- Born: Jessie M. Preston 2 October 1873 Oak Park, Illinois
- Died: 15 March 1962 (aged 88) Baldwinsville, New York
- Occupation: Metalsmith

= Jessie Preston =

American silversmith / metalsmith

Jessie M. Preston (1873 - 1962) was an American metalsmith based in Chicago. Her art is characterized by organic and slender shapes in an Art Nouveau style enhanced by features common with the Chicago arts and crafts movement.

== Biography ==
Preston was born in Oak Park, Illinois in 1873. She graduated from the Art Institute of Chicago, having been taught by James Winn among others. After graduation, she opened a business in the Fine Arts Building, where other Chicago artists and art collectives operated, including Kalo Shop and Wilro Shop. Preston also taught metalwork and jewelry around the Midwest, including at the Minneapolis Society of Fine Arts.

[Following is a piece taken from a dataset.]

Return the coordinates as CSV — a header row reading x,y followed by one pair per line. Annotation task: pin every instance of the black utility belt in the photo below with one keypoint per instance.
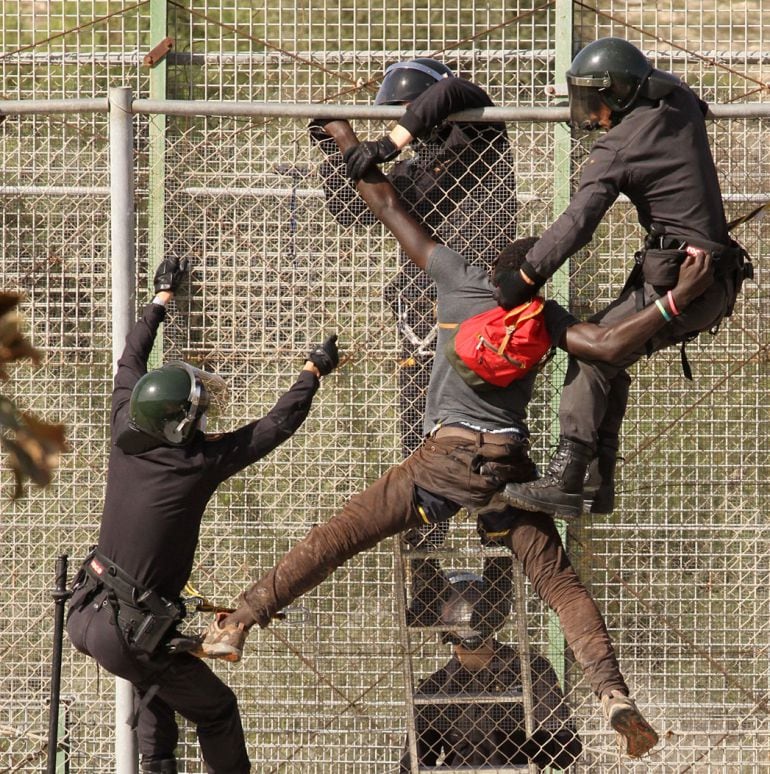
x,y
718,251
144,616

In 1918, during World War I, Preston moved to Paris to care for injured soldiers. Following the war, she inventoried cemeteries for the American Red Cross and studied at the Sorbonne. In 1934, Preston returned to the United States, taking a position in the New York Public Library repairing and conserving old and rare books. Preston died in Baldwinsville, New York in 1962.

Preston's work is featured in several museums, including the Art Institute of Chicago, Chazen Museum of Art, and the Museum of the American Arts and Crafts Movement.